Южноафриканец замолк и задумчиво уставился на коробку.
– Это совсем не похоже на Страузера. Он никогда не страдал легкомыслием.
– Не могу сказать, что он и в стихотворных шутихах силен, – фыркнул французский кутюрье.
– Не тяните, открывайте коробку, – бросил индус.
Развязав ленту и подняв крышку, южноафриканец заглянул в коробку. Лицо его побелело. Он вскочил на ноги так стремительно, что с грохотом опрокинулось высокое тяжелое кресло. Пошатываясь, он метнулся к окну и распахнул створки. Его стошнило.
Пораженные, все поспешили к месту, где он сидел, и заглянули в коробку. Некоторые тут же последовали примеру южноафриканца, у кого-то от ужаса свело лицо, кто-то, сам некогда жестоко расправлявшийся с конкурентами, отвернулся. В коробке лежала окровавленная голова Гейба Страузера с выпученными глазами и бриллиантами во рту.
– Похоже, переговоры Страузера успехом не увенчались, – с трудом произнес японец.
Через несколько минут, оправившись, председатель вызвал начальника службы безопасности «Учреждения» и велел убрать жуткую коробку.

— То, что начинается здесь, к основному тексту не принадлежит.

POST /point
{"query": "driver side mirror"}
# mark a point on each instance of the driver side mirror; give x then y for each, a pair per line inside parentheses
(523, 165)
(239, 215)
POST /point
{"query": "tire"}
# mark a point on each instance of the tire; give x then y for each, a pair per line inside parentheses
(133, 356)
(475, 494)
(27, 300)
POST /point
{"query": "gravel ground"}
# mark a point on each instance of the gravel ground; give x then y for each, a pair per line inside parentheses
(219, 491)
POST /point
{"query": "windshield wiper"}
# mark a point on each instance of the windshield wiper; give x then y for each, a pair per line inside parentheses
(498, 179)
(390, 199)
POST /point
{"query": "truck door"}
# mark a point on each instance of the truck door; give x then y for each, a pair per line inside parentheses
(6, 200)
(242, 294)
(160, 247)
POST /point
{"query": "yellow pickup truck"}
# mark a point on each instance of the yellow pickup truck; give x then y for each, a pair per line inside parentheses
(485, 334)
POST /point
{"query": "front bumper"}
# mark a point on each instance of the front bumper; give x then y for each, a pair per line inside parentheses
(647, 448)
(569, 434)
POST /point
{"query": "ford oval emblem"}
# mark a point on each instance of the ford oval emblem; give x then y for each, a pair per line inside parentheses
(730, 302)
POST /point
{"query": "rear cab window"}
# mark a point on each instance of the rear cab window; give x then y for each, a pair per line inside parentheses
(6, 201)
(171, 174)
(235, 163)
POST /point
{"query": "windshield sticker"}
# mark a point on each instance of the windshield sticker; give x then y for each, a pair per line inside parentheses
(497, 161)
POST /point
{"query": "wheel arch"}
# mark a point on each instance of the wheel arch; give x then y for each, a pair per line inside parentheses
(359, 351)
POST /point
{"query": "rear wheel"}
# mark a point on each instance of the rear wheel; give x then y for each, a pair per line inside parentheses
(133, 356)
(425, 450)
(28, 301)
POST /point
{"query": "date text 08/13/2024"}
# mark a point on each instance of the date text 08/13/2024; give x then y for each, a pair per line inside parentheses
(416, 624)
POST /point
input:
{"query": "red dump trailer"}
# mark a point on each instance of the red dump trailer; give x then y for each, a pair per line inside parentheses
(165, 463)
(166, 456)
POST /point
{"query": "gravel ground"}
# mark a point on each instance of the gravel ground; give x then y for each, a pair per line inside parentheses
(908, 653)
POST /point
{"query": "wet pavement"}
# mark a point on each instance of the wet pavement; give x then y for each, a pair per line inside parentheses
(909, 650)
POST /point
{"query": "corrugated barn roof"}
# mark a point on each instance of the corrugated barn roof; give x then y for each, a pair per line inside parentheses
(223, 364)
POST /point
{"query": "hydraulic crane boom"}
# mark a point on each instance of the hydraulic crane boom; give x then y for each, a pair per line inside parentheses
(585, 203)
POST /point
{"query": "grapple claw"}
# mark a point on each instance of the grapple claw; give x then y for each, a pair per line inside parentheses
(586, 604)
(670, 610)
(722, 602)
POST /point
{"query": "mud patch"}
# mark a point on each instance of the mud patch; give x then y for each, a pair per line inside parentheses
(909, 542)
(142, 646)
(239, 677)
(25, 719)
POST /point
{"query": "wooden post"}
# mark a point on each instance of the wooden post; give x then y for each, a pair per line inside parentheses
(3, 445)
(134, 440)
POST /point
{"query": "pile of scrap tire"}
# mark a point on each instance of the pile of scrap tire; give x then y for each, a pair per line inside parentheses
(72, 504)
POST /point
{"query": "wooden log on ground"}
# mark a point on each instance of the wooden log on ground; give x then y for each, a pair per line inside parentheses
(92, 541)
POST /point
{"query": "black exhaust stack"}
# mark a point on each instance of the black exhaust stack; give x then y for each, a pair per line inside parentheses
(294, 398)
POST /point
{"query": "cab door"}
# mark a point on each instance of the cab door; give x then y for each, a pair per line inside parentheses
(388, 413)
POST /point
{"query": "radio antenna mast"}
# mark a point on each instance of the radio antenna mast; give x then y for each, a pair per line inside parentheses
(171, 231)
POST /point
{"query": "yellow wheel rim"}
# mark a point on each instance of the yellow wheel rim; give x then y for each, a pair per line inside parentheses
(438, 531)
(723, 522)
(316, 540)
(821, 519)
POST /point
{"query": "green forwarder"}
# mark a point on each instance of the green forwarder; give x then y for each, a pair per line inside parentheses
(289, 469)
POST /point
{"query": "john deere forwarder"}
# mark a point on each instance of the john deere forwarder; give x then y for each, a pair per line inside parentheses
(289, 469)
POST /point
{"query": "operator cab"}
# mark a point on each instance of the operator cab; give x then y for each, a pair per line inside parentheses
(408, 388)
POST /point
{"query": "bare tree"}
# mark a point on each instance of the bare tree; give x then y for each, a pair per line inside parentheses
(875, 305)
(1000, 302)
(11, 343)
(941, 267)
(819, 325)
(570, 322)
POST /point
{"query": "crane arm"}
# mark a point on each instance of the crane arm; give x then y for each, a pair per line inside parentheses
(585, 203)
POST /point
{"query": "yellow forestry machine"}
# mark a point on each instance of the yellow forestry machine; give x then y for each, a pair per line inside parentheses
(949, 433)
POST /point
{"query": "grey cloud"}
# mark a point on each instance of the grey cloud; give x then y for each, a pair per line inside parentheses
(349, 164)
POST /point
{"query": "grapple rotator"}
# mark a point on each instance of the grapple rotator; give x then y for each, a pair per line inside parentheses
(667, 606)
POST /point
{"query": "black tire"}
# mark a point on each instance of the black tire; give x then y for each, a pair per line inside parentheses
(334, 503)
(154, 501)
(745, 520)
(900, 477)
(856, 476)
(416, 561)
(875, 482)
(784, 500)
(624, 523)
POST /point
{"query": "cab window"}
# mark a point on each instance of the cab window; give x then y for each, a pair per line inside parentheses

Потом он оглядел собравшихся, которые понемногу пришли в себя и расселись по местам.
– Прошу вас хранить увиденное в строжайшей тайне.
– А что делать с этим мясником Дорсеттом? – выпалил российский предприниматель, раскрасневшись от злости. – Его надо наказать.
– Согласен, – поддержал его индус. – Отмщение должно стать нашей первейшей обязанностью.
– Ошибочно действовать скоропалительно, – урезонил их председатель. – Неразумно привлекать к себе внимание, увлекшись местью. Один просчет в ликвидации Дорсетта – и вся наша деятельность станет достоянием гласности. Полагаю, будет лучше подобраться к Артуру Дорсетту с другой стороны.
– Что вы предлагаете?
– Подождать его выхода на сцену.
Председатель недовольно нахмурил брови:
– Не понимаю. Я полагал, что речь идет о переходе в наступление.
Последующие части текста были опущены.